For teams that prioritize fast integration, predictable payloads, and resilience under load, MailParse typically shortens build time and reduces operational toil. If you are optimizing within a Mailchimp-centric stack, Mandrill Inbound keeps everything under one vendor with a simpler account footprint. Your choice should track your operational requirements, not just brand familiarity.
Still estimating what it takes to ship inbound email features at scale? Check the tactical guide in Email Deliverability Checklist for SaaS Platforms and consider patterns from Top Email Parsing API Ideas for SaaS Platforms.
FAQ
Can I get raw MIME along with structured JSON?
Yes. A strong email parsing api should expose raw MIME as a first-class artifact. One option provides a REST endpoint to download the original message, while Mandrill Inbound includes raw_msg in the webhook when enabled. Keeping the raw source helps with audits, reprocessing, and edge case debugging.
How do retries and acknowledgements work?
Webhook handlers should return HTTP 200 as soon as the event is safely enqueued.
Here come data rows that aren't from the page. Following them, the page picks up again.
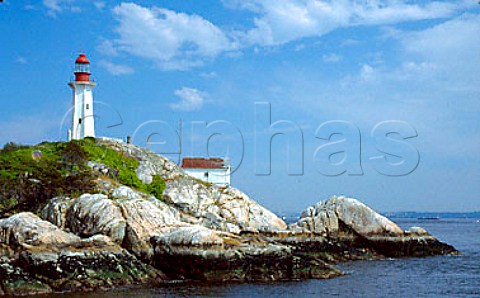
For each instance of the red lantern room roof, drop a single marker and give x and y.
(82, 59)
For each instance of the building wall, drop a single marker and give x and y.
(215, 176)
(83, 124)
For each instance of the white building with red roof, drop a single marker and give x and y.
(211, 170)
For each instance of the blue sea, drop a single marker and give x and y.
(443, 276)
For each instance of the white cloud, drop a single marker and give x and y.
(107, 48)
(173, 40)
(279, 22)
(180, 41)
(190, 99)
(331, 58)
(20, 130)
(99, 5)
(116, 69)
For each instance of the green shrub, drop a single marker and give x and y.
(28, 181)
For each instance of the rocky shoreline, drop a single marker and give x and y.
(196, 231)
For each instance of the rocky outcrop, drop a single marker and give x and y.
(234, 260)
(43, 258)
(221, 208)
(351, 224)
(341, 215)
(195, 231)
(26, 230)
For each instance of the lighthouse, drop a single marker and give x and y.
(83, 124)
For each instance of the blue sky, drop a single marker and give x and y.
(210, 62)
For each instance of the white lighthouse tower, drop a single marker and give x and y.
(83, 124)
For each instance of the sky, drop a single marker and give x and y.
(373, 99)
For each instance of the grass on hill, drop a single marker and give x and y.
(32, 175)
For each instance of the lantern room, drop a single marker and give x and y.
(82, 69)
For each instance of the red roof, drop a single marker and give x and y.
(82, 59)
(203, 163)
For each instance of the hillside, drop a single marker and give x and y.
(93, 214)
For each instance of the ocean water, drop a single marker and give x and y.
(443, 276)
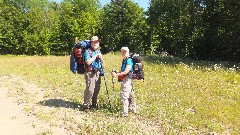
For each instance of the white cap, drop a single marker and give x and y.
(94, 38)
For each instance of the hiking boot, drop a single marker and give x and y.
(123, 114)
(132, 110)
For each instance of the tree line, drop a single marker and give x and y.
(199, 29)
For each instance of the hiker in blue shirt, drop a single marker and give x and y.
(93, 59)
(127, 95)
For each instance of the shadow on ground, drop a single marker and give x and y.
(60, 103)
(68, 104)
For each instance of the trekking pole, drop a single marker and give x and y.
(112, 105)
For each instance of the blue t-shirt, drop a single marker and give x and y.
(127, 61)
(97, 62)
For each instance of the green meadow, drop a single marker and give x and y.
(177, 96)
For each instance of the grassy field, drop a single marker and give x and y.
(178, 96)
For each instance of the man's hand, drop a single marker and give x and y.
(114, 74)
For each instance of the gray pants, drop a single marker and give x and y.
(93, 82)
(127, 96)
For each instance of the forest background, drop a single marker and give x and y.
(197, 29)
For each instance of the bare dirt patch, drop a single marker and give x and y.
(16, 95)
(26, 110)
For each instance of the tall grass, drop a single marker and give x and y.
(182, 96)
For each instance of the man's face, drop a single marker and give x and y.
(95, 44)
(123, 52)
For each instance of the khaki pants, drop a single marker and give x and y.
(127, 96)
(93, 82)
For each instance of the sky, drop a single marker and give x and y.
(141, 3)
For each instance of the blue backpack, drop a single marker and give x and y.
(77, 62)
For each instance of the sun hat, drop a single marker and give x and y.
(94, 38)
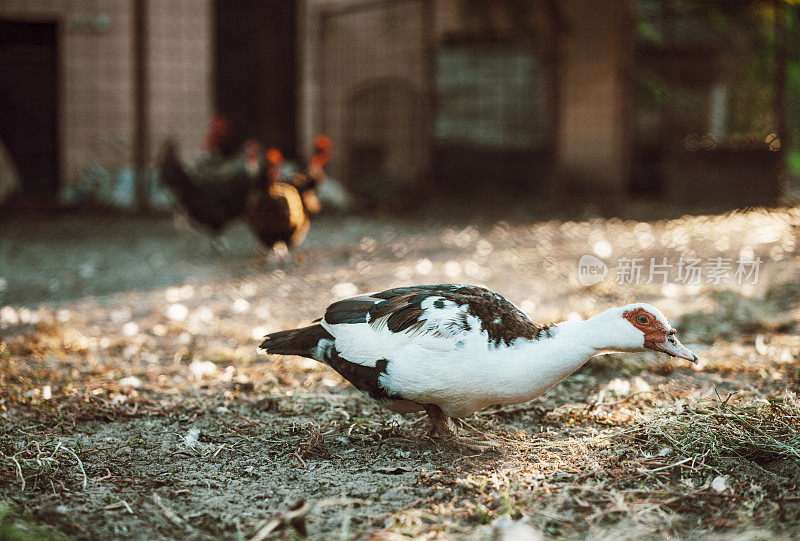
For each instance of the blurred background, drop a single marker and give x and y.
(680, 101)
(571, 155)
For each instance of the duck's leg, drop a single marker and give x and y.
(443, 426)
(446, 429)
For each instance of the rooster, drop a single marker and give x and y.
(213, 193)
(309, 180)
(275, 210)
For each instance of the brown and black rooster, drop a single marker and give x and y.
(274, 210)
(308, 181)
(212, 192)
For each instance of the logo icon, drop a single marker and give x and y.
(591, 270)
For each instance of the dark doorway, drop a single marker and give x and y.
(255, 70)
(28, 98)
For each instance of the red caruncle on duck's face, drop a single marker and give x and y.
(657, 335)
(653, 329)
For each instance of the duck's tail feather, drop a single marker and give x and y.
(304, 342)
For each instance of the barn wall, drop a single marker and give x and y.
(96, 75)
(363, 83)
(595, 54)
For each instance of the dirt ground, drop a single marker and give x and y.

Non-2xx responses cause retries in both systems, with exponential backoff. For fine-grained control, look for an ack endpoint or a replay mechanism so you can recover gracefully after an outage without double processing.
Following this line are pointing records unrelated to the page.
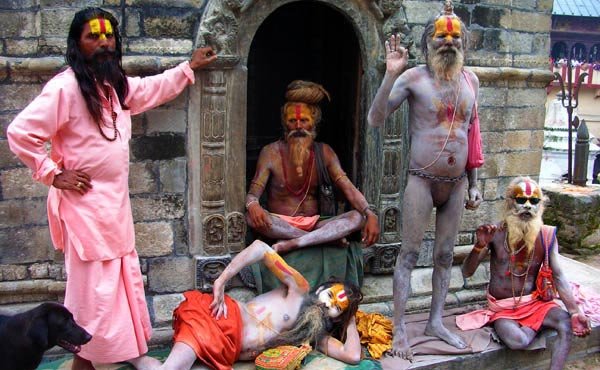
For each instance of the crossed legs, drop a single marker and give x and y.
(516, 336)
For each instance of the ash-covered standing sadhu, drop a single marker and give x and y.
(85, 113)
(218, 330)
(444, 155)
(525, 276)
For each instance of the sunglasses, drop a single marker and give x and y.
(523, 200)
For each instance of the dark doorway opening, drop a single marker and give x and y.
(308, 41)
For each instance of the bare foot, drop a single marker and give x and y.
(446, 335)
(80, 363)
(145, 363)
(400, 346)
(284, 246)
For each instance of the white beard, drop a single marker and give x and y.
(445, 66)
(527, 231)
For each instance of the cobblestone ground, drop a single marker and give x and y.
(591, 362)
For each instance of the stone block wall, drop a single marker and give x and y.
(509, 52)
(156, 35)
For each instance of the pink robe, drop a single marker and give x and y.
(94, 230)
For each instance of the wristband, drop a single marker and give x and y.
(250, 202)
(478, 248)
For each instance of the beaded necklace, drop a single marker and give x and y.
(512, 273)
(113, 115)
(306, 184)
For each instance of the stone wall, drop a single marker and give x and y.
(510, 46)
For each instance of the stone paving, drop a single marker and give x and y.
(585, 352)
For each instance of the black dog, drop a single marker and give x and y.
(26, 336)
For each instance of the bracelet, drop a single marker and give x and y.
(364, 212)
(250, 202)
(478, 248)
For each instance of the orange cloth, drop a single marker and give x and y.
(530, 312)
(375, 332)
(306, 223)
(217, 343)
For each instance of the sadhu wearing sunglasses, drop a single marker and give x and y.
(524, 276)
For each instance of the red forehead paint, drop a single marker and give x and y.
(102, 25)
(449, 25)
(528, 189)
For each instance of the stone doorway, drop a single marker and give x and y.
(234, 111)
(309, 41)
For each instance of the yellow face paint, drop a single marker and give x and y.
(339, 296)
(282, 270)
(102, 27)
(299, 113)
(447, 27)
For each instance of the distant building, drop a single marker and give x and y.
(574, 39)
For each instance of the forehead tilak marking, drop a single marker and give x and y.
(449, 25)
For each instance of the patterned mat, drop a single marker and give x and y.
(314, 361)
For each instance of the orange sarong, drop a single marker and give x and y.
(217, 343)
(306, 223)
(530, 312)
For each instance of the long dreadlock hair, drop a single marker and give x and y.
(313, 323)
(84, 74)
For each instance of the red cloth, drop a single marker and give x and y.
(306, 223)
(530, 312)
(217, 343)
(475, 158)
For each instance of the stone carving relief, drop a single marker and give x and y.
(383, 259)
(395, 22)
(220, 27)
(391, 220)
(208, 270)
(214, 231)
(236, 231)
(212, 180)
(214, 105)
(391, 172)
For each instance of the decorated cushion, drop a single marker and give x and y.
(282, 358)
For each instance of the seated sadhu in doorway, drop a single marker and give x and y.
(218, 330)
(288, 171)
(525, 276)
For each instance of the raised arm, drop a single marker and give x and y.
(348, 351)
(149, 92)
(391, 92)
(579, 321)
(356, 199)
(484, 235)
(255, 252)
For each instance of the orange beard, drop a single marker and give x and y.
(299, 148)
(527, 231)
(445, 65)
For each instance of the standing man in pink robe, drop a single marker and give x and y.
(85, 112)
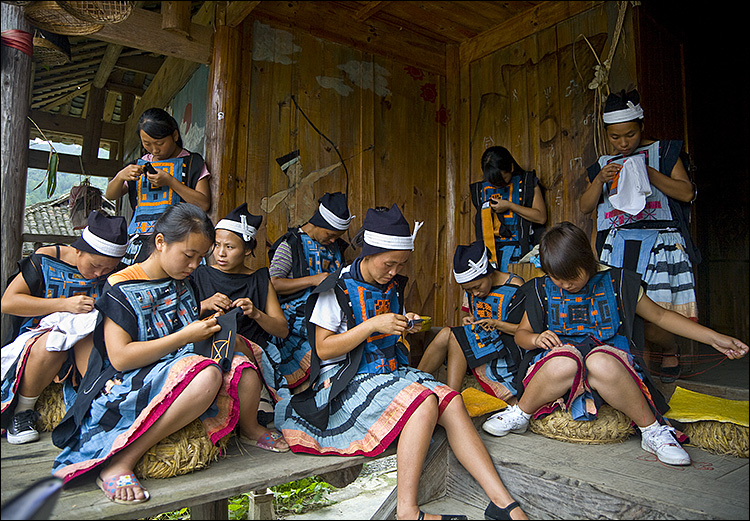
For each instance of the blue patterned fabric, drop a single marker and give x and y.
(46, 277)
(294, 350)
(130, 401)
(370, 411)
(491, 355)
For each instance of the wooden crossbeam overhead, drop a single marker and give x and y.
(368, 10)
(143, 30)
(238, 11)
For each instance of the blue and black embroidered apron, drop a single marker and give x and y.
(600, 317)
(150, 203)
(46, 277)
(312, 258)
(115, 407)
(507, 236)
(358, 404)
(491, 354)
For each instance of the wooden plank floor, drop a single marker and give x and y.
(243, 469)
(559, 480)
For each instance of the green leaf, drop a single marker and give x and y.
(52, 173)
What about large attachments and streaming?
Platforms vary. Some include attachments as base64 blobs inside the webhook payload, which can bloat memory usage. Others provide lightweight metadata in the webhook and a REST download endpoint. For large files, prefer streaming downloads from a dedicated endpoint to keep your webhook fast and stable.
Does Mandrill Inbound require Mailchimp?
Yes. Mandrill Inbound is part of Mailchimp's transactional offering. You must configure inbound domains and routes within that account, which is fine if you are already standardized on Mailchimp but can be limiting if you want a standalone inbound service.
How do I verify webhook authenticity?
Both services provide HMAC signatures. Validate the signature on every request using your secret key. With Mandrill Inbound, reconstruct the canonical string using the request URL and sorted form parameters, then compare to the X-Mandrill-Signature header. With other providers, verify an HMAC of the raw JSON body against an X-Signature header using SHA-256.